Die strategische Stoßrichtung ist erkennbar. Unter dem Label der Konsolidierung wird ein politischer Spielraum eröffnet, der traditionelle Leistungsversprechen aufweicht. Parallel wird gefordert, sogenannte versicherungsfremde Leistungen – etwa die Mitversicherung von Kindern oder Zuschüsse für Arbeitslose – künftig steuerfinanziert zu gestalten, um das System der Sozialversicherung schlanker zu machen. Was wie eine technische Korrektur klingt, ist in Wahrheit ein massiver Umbau: eine schleichende Privatisierung, die das Risiko Krankheit vom Kollektiv auf den Einzelnen verlagert.
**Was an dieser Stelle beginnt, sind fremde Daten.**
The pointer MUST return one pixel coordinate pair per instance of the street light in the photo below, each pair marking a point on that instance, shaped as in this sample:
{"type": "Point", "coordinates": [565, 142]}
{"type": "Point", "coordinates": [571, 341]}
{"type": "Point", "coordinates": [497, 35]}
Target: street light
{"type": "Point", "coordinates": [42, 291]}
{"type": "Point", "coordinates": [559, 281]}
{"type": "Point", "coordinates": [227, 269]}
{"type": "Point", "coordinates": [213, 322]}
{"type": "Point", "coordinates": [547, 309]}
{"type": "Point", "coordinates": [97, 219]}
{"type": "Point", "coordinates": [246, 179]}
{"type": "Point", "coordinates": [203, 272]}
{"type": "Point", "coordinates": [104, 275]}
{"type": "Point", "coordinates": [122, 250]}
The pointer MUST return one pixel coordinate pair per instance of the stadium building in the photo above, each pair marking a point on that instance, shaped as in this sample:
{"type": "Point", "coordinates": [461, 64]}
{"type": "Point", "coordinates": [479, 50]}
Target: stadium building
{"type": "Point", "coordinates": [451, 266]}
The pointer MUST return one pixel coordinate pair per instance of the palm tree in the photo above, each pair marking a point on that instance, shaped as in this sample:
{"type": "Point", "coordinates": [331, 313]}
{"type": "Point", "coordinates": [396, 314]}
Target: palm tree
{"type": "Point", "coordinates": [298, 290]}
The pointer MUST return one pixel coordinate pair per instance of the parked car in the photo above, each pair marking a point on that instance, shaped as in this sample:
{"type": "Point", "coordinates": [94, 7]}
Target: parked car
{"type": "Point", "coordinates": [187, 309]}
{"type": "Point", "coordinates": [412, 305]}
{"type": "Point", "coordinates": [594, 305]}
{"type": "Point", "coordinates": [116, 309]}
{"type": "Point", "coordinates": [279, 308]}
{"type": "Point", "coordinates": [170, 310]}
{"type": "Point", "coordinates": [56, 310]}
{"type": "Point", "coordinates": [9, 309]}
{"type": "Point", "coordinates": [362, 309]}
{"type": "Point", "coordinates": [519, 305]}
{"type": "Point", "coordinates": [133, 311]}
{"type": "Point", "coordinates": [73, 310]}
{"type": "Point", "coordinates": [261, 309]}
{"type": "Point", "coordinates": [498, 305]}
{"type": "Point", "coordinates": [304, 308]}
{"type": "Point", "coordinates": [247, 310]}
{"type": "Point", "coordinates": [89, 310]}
Die Öffentlichkeit sollte diese Pläne sehr ernst nehmen. Sie sind kein bloßer Debattenbeitrag, sondern Ausdruck einer politischen Stoßrichtung, die auf eine Reduktion solidarischer Prinzipien hinausläuft. Natürlich steht das Gesundheitssystem unter Druck, nicht zuletzt durch demografische Entwicklungen und steigende Kosten. Doch die Antwort darauf darf nicht sein, die Schwächsten zusätzlich zu belasten und elementare Leistungen in den Markt zu kippen.

Wer Gesundheit zur Frage der Zahlungsfähigkeit jedes Einzelnen macht, gefährdet nicht nur die Gerechtigkeit, sondern auch die Nachhaltigkeit des gesamten Systems.